Planting every two or three weeks will keep you in carrots and beets all season. My favorite beet is Chioggia, an Italian beet that is creamy white or pink with dark rings. The best feature is that these beets will stay tender all season, not becoming woody as some beets do when left in the ground.

Spiralized Chioggia beets

And now for the soup: 

Winter Root Vegetable Soup

Root vegetable soup

You really can use any combination of vegetables. Vary the flavors with different combinations and add herbs to give you further nuances of flavor. This soup is creamy, savory and slightly sweet, an amazing comfort on a cold winter evening. 

Use one cup of vegetables for each serving. This recipe serves  6-8 although you can cut it half easily. It also freezes well. 

Beets, carrots and parsnips ready for roasting

6-8 cups root vegetables (any combination of carrot, beet, parsnip, rutabaga, turnip, salsify, celery root, sweet potato, butternut squash) cut into ½ inch pieces

2 cloves garlic

¼ c. olive oil

1-2 t. salt as needed

¼ – ½ t. fresh ground black pepper (to taste)

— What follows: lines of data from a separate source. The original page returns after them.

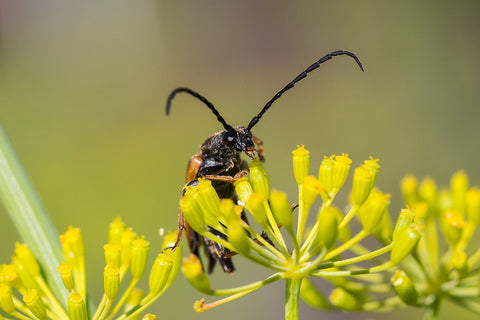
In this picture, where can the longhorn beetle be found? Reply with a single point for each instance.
(219, 161)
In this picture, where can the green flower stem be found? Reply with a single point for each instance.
(379, 268)
(29, 217)
(260, 239)
(347, 245)
(364, 257)
(292, 295)
(249, 287)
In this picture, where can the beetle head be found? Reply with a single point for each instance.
(240, 140)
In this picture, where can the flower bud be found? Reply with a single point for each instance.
(340, 169)
(77, 310)
(406, 241)
(140, 248)
(66, 274)
(160, 273)
(237, 236)
(362, 185)
(301, 160)
(27, 259)
(405, 219)
(193, 271)
(460, 263)
(35, 304)
(111, 281)
(373, 210)
(6, 299)
(405, 288)
(459, 187)
(281, 209)
(193, 214)
(312, 296)
(472, 208)
(243, 188)
(343, 299)
(117, 226)
(259, 178)
(256, 206)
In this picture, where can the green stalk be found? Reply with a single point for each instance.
(29, 217)
(292, 296)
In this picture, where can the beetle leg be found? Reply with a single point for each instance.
(261, 152)
(229, 179)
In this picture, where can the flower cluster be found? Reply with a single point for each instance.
(310, 251)
(125, 251)
(443, 267)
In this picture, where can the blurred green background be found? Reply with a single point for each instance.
(83, 86)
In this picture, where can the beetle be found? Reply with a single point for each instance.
(219, 161)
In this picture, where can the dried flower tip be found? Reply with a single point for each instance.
(66, 274)
(35, 304)
(243, 188)
(259, 179)
(282, 210)
(117, 226)
(159, 275)
(111, 281)
(373, 210)
(409, 185)
(340, 169)
(193, 214)
(472, 210)
(459, 187)
(193, 271)
(112, 254)
(405, 219)
(140, 248)
(77, 309)
(301, 160)
(405, 242)
(256, 206)
(405, 288)
(23, 253)
(6, 299)
(362, 185)
(343, 299)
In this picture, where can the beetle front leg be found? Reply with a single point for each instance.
(261, 152)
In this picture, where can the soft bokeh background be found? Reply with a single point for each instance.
(83, 86)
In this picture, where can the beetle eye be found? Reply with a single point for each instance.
(229, 138)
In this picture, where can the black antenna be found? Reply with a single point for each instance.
(201, 98)
(300, 77)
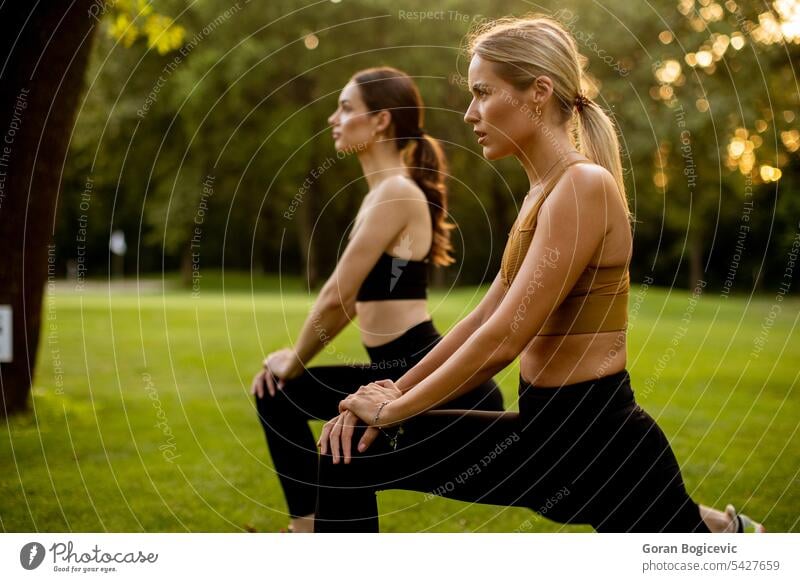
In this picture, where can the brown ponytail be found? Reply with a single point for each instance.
(393, 90)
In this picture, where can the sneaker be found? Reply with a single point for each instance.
(743, 523)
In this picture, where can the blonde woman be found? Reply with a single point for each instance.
(580, 450)
(400, 230)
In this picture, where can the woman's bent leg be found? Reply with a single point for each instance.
(314, 395)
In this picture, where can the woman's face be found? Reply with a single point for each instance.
(352, 126)
(501, 115)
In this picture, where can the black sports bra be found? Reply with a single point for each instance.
(395, 278)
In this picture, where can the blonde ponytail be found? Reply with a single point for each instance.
(524, 48)
(599, 143)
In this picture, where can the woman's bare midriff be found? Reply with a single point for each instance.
(550, 361)
(383, 321)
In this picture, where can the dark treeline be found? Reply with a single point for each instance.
(215, 152)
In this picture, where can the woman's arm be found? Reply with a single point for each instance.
(334, 308)
(454, 339)
(572, 224)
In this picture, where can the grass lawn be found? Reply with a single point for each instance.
(117, 368)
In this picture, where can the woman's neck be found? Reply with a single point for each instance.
(381, 161)
(551, 149)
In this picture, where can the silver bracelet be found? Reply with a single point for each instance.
(380, 409)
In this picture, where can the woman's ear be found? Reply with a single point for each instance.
(383, 119)
(540, 91)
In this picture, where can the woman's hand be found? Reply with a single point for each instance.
(278, 367)
(338, 434)
(370, 399)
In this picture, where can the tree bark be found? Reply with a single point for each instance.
(45, 51)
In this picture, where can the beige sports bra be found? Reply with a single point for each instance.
(599, 300)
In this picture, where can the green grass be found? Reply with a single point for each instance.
(87, 457)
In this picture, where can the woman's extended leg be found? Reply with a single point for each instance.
(584, 453)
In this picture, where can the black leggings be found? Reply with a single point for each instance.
(315, 395)
(581, 453)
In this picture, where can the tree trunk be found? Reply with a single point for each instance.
(47, 49)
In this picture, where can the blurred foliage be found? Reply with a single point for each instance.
(237, 94)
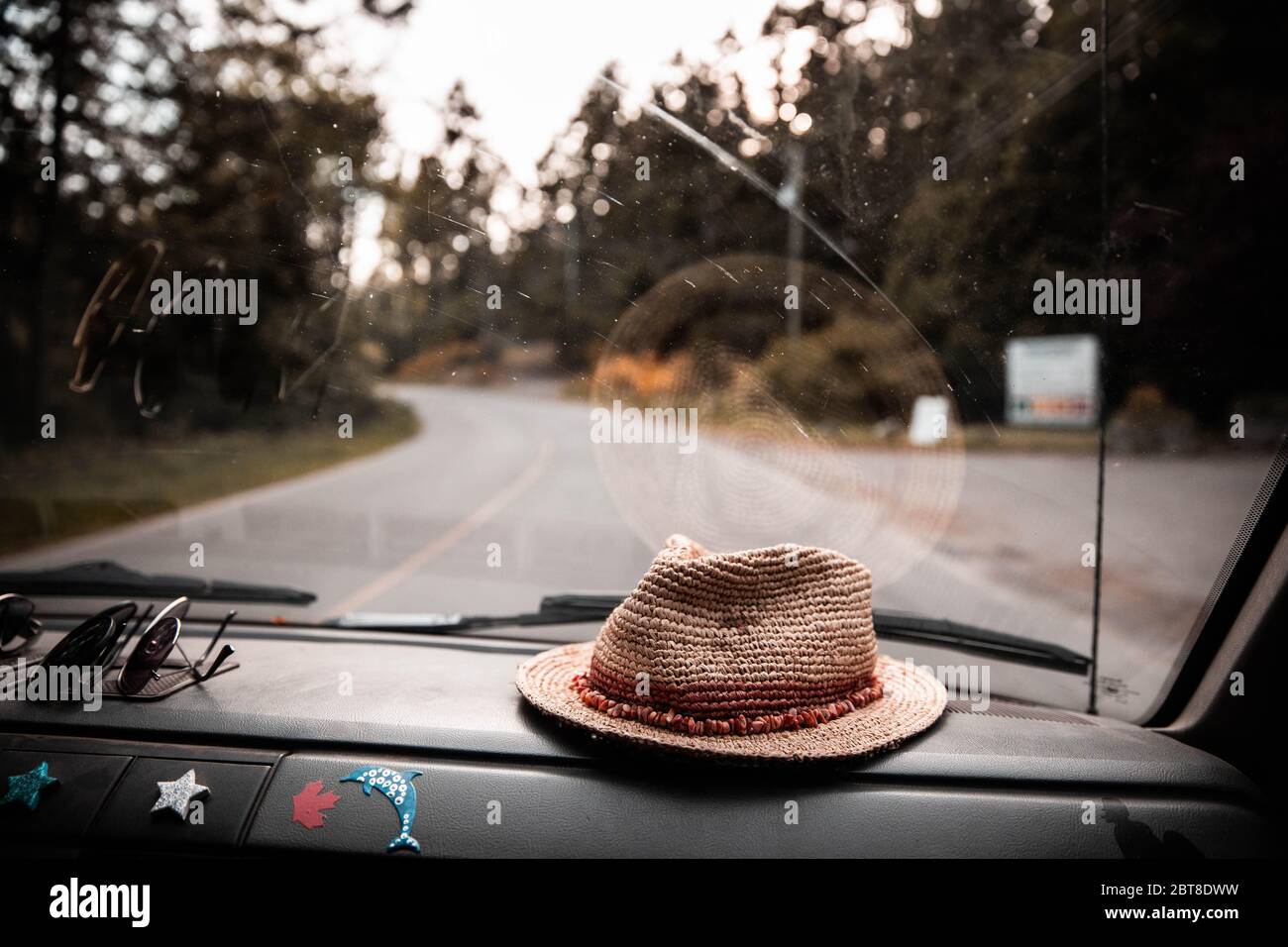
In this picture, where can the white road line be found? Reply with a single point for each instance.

1 small sweet onion, diced

2 stalks celery, diced

1 quart chicken or vegetable broth

½ t. dried or 1 T. fresh herbs of choice – basil, oregano, thyme, rosemary

Preheat oven to 400 degrees F. In a low-sided broiler or jellyroll pan, place vegetables and drizzle with about two tablespoons of olive oil. Roast in a preheated oven for about 30 minutes, stirring occasionally until all vegetables are tender when pierced. Sprinkle with salt immediately upon removing from the oven. 

Roasted vegetables ready to puree

While vegetables are roasting, in a large pot over medium heat, saute onions and celery in the remaining olive oil, stirring until the onions are translucent. Add pepper, herbs and stock. Bring to a simmer. Stir in roasted vegetables and heat through. Puree with an immersion blender or in small batches in a food processor or blender. If soup is too thick, thin with water, more broth, or creamy it up with half and half or coconut milk. 

Ladle into bowls, grate fresh pepper on top and drizzle with fruity olive oil. Serve with crusty, rustic bread and a crisp cabbage salad.